Air Conditioning Installation
Why the Installation of an Air Conditioning System is so Important.
When it comes to an AC system, the installation is a critical point, and the failure to adhere to proper AC installation practices to the letter is usually the cause of inefficient, ineffective, unreliable and loud ACs that fail frequently and ultimately expire many years before they should have.
Unlike a furnace, which is a complexed machine operating on very basic scientific principles (burn fuel for heat, blow said heat out) and thus is fairly accommodating to being poorly installed, mechanical refrigeration, which is what an air conditioning is, is a fairly simple machine (there’s actually very few parts to it, relative to a furnace) operating on complexed scientific principles, and it’s the AC installer’s job not to get in the way of that complexed science functioning as it should by doing things during the AC system’s installation that’ll inhibit or restrain those principles of physics that AC systems use to “make cold”.

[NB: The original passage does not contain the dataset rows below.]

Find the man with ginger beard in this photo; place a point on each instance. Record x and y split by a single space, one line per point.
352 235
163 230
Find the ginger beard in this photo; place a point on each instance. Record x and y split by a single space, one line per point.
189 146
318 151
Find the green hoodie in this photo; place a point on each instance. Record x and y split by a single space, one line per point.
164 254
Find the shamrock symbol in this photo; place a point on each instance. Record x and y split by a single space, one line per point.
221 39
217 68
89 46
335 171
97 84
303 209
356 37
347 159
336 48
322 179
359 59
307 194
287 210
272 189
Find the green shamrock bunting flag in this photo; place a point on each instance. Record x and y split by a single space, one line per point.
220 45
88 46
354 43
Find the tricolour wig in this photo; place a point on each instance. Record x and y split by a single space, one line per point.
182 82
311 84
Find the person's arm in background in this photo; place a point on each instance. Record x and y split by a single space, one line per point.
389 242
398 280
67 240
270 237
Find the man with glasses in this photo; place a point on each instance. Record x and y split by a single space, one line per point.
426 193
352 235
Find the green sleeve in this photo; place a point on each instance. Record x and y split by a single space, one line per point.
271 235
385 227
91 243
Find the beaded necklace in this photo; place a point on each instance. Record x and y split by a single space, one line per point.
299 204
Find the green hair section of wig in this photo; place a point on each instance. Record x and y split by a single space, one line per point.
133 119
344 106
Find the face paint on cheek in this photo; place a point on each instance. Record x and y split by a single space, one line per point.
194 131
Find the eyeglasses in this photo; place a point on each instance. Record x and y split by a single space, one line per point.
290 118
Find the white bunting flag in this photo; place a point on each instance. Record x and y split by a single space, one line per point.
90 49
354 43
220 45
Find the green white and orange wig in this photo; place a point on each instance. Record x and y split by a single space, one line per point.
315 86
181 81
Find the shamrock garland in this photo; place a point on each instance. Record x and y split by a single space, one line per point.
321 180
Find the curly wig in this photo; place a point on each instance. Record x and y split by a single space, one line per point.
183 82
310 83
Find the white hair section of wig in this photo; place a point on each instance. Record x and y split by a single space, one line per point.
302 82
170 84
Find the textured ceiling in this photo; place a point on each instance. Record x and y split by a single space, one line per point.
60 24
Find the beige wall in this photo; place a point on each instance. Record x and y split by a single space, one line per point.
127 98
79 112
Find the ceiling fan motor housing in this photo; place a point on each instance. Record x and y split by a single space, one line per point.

A lot of this failure to adhere to proper AC installation practices is done with the best of intentions, by folks that are doing the best they know, but were trained by someone that didn’t know any better, who was usually also trained by someone who didn’t know any better. This is largely due to the vast majority of AC installations in the Calgary area being installed not by journeymen Refrigeration and Air Conditioning Mechanics, but rather by journeymen Sheet Metal Workers (or worse, apprentices, or worse yet, Plumbers and Gasfitters, who are not legally permitted to work on AC systems). This is because there’s not a year-round demand for residential AC in our climate, so there’s very few Refrigeration and AC Mechanic journeymen in the Calgary area’s residential heating, ventilation and air conditioning (HVAC) industry, relative to Sheet Metal Workers, about a 20:1 ratio. Sheet Metal Workers are indeed legally permitted to work on residential AC systems, though there’s a vast disparity in AC/refrigeration training, knowledge, and expertise between them and Refrigeration and AC Mechanics getting ~240 hours of refrigeration and AC training each of their 4 years of apprenticeship technical training, and Sheet Metal Workers getting ~15 hours of AC-only training across all 4 years of their apprenticeship combined, amounting to Sheet Metal Workers getting ~1.5% the refrigeration and AC training that a Refrigeration and AC Mechanic does over the course of their respective apprenticeship programs, and the difference in AC proficiency between the two trades that are legally allowed to perform residential AC work shown.